Lopez, along with her 2-year-old daughter, is taking sanctuary at the church parsonage, after the church’s congregation decided offered sanctuary to undocumented immigrants in March. While she is living at the church parsonage, she’s unable to work, and she cannot go outside.
“Offering sanctuary to Sandra is an expression of our faith,” Reverend Shawna Foster, Minister at Two Rivers Unitarian Universalist, wrote in a statement. “We seek to unify community towards common goals of peace and justice. We need immigration reform so that this valley can stay together – deportations tear us and our families apart. Spiritually, we must always act in ways that uphold the inherent worth and dignity of each person. Offering sanctuary is to offer a way for those in power to consider justice, not legalities.
“By taking sanctuary, I am showing my face. I am not running, I am not hiding. I’m fighting for my family, and all the immigrant families facing separation due to an unjust system,” Lopez said in a written statement. “We need to unite, come together as a community to protect each other, to keep fighting for humanitarian relief and humanitarian application of immigration laws. I’m fighting for my children, to be with them and with my husband. In these times, it’s difficult to maintain strong families for so many reasons; why would our government be attempting to separate us when we are working to provide a good home and life for our children? I don’t understand it, and I feel it deeply in my heart.”

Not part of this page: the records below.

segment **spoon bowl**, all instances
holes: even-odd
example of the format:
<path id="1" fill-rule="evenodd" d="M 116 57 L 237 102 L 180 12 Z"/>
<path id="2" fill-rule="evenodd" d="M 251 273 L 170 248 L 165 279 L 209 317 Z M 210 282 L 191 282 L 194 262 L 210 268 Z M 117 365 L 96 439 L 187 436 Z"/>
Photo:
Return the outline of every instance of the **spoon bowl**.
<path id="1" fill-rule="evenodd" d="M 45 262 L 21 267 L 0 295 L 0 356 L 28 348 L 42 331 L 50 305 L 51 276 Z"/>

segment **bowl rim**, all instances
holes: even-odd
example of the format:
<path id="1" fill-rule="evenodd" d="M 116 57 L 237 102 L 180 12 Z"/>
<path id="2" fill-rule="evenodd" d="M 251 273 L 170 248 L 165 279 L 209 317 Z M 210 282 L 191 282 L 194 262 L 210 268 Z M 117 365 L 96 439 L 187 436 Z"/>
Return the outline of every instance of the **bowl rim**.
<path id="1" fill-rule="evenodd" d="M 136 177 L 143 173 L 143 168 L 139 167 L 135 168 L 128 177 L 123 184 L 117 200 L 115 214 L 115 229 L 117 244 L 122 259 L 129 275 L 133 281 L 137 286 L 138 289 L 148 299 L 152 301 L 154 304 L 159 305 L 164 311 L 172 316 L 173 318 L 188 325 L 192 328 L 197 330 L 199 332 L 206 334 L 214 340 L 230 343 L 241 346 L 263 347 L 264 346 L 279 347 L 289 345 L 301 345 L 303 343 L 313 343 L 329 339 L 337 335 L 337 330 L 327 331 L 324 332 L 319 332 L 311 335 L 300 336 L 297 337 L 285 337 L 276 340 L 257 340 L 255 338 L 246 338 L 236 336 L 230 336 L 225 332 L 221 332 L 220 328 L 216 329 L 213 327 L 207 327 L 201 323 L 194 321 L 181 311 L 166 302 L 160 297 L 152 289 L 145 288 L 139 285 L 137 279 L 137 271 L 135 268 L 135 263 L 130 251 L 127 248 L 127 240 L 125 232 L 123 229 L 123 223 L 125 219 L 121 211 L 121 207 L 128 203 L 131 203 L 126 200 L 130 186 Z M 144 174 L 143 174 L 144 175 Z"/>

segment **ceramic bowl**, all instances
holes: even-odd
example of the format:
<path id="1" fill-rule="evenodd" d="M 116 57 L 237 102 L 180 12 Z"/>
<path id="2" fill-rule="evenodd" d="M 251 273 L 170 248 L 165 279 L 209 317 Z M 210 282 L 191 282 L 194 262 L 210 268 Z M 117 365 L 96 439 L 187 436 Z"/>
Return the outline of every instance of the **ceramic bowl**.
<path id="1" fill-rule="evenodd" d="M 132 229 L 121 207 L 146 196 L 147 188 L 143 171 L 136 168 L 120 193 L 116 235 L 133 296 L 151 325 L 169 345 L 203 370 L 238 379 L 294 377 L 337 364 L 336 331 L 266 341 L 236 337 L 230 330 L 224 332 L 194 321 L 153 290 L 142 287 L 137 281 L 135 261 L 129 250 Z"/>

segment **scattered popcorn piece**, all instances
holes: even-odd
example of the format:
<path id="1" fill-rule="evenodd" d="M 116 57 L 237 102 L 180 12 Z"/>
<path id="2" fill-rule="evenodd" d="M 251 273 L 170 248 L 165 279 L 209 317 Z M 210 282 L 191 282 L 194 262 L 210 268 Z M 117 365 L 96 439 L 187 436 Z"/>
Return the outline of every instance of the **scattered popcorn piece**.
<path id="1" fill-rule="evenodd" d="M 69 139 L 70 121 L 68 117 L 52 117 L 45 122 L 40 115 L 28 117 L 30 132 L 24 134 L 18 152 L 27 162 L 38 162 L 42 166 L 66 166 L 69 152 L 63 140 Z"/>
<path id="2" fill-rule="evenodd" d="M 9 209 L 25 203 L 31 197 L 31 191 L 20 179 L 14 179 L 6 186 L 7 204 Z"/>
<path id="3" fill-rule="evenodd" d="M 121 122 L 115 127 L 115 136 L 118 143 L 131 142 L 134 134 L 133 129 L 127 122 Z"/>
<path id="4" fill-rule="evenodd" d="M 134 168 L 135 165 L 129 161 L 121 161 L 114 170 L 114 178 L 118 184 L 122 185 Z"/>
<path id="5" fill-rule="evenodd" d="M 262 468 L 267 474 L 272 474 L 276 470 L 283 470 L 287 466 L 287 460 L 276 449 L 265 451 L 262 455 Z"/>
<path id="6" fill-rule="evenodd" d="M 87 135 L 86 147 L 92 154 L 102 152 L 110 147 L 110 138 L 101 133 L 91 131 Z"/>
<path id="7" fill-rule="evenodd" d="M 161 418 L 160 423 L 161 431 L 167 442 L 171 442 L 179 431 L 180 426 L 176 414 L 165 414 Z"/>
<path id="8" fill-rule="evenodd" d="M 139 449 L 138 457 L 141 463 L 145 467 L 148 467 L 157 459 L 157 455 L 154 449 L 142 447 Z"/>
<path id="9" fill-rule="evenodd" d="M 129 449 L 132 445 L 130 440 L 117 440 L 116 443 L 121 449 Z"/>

“We need this system to be fixed, this immigration system that has been broken for many, many years. And now under the administration of Trump it is even harder,” she said Tuesday.
Mexico, with all of its violence, is not a good place for children, said Lopez. “Of the thousands of people being deported, so many of them are losing their lives because of that violence.”
“They can block my dreams, but they cannot diminish the spirit of a mother, because she loves her children,” Lopez said Tuesday.
“It’s not easy for me to stay over here…and for my family, it’s not fair,” she said through tears. “Because I’m not criminal people…I’m not running. I’m not hiding. They know where I am. They know where I am.”